Девочка и мальчик, которые в тебе
– Ну и дурак ты, Генка! Понял ты? Дурак!
– А чего это я дурак?
– Сам посуди: ты зачем целую банку чернил-то выпил? Вон, до сих пор синее на языке.
– Чтобы забыть.
– Чего забыть?
– Увиденное.
Ангелов, что покидали рай.
Разочарованных Алис, машущих шарфами.
Летающие мясные поезда…
– Какие поезда?
– Мясные. Из Алис. "Куски мраморного мяса противоестественным образом скреплялись меж собой, формируя нечто, напоминавшее о молитвенно сложенных ладонях, и, очевидно, за счет тяги двигателей, скрытых за провалами изящных ртов, вполне уверенно поднимались в воздух".
– М-м.
– Вот мой игрушечный поезд так, конечно, не умеет. Да и вряд ли его можно пересобрать, оснастив подобными миниатюрными двигателями. Видишь ли, для того чтобы соорудить такой, пусть и крошечный…
– Т-с-с! Слышишь?
– Что?
– Снова кто-то наверху заиграл на пианино. Всякий раз, как нажимают на клавиши, его деревянные молоточки будто перемещаются в меня и стучат, так и стучат прямо по ребрам изнутри, что невыносимо досаждает. Сейчас вот платье на себе разорвать аж хочется, а поможет разве? (Топнув ногой.) Да прекратите там, в конце концов!

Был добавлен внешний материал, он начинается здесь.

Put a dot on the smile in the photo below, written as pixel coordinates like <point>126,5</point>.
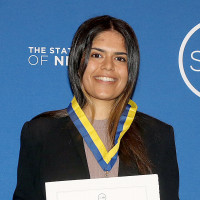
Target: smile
<point>106,79</point>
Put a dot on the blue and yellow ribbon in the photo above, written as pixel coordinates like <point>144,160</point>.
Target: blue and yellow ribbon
<point>105,159</point>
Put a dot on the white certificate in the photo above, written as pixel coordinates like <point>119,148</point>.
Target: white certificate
<point>143,187</point>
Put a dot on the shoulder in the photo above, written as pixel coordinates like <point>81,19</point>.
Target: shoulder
<point>44,125</point>
<point>149,123</point>
<point>153,130</point>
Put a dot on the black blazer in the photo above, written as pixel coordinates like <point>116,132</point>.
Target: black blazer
<point>52,150</point>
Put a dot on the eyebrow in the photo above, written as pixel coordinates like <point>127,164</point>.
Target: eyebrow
<point>116,53</point>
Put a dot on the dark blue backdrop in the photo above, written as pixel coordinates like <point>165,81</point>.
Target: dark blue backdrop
<point>27,90</point>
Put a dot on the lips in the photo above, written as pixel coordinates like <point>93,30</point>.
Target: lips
<point>105,79</point>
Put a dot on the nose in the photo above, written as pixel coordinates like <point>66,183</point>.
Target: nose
<point>108,64</point>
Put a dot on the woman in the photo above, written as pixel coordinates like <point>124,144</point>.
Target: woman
<point>63,145</point>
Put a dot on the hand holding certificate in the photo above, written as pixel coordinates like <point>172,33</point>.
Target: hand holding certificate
<point>143,187</point>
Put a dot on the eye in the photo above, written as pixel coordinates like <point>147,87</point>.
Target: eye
<point>96,55</point>
<point>121,59</point>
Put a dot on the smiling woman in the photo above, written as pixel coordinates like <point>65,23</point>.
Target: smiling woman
<point>106,75</point>
<point>101,133</point>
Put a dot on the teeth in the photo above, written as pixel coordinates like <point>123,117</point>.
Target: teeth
<point>105,79</point>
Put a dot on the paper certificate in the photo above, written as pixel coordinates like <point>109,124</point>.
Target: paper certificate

– Папеньки нет. Маменьки нет. А я ничего не слышу.
– И я не слышу, и я не слышу. Ну и что?
(С надменным видом прикладывает к носу платок. Начинает передразнивать.)
"Папеньки… Маменьки…" Какой ты все-таки!
– Какой?
Какой я все-таки?
(Девочка уходит. Мальчик, нервно усмехнувшись, с деланой вальяжностью, которая, впрочем, бесславно слетает на первых же словах, обращается к смущенным взрослым.)
– Видали? Когда вот у нее идет так носом кровь… Стоит появиться тонкой струйке, как… – и это несмотря на наше с ней близкое родство… Мне как бы становится понятным, что вы… что вы…
Что вы обычно чувствуете.
Официантка
(проходя мимо столика Павла, резко бросает на пол поднос):
– Ха-ха, я фея с обезображенным лицом! Это такое… такое внезапное озарение! Простите, но даже смеяться хочется от счастья…
Павел:
– Подождите…
– …и отчего же раньше я не подозревала? (Павлу.) Ну а ты? А ты? (Сюсюкая.) И кто это на нас так глазенки вылупил? Вы-лу-пил! Но ты не бойся, ты не бойся, слышишь? Все будет… обещаю тебе, все будет хорошо… (Присев, гладит по руке.) Мы с тобой… мы пройдем через всё вместе…
– Да подождите. Я ведь вас видел уже один раз в самолете. Вы были стюардессой, правильно?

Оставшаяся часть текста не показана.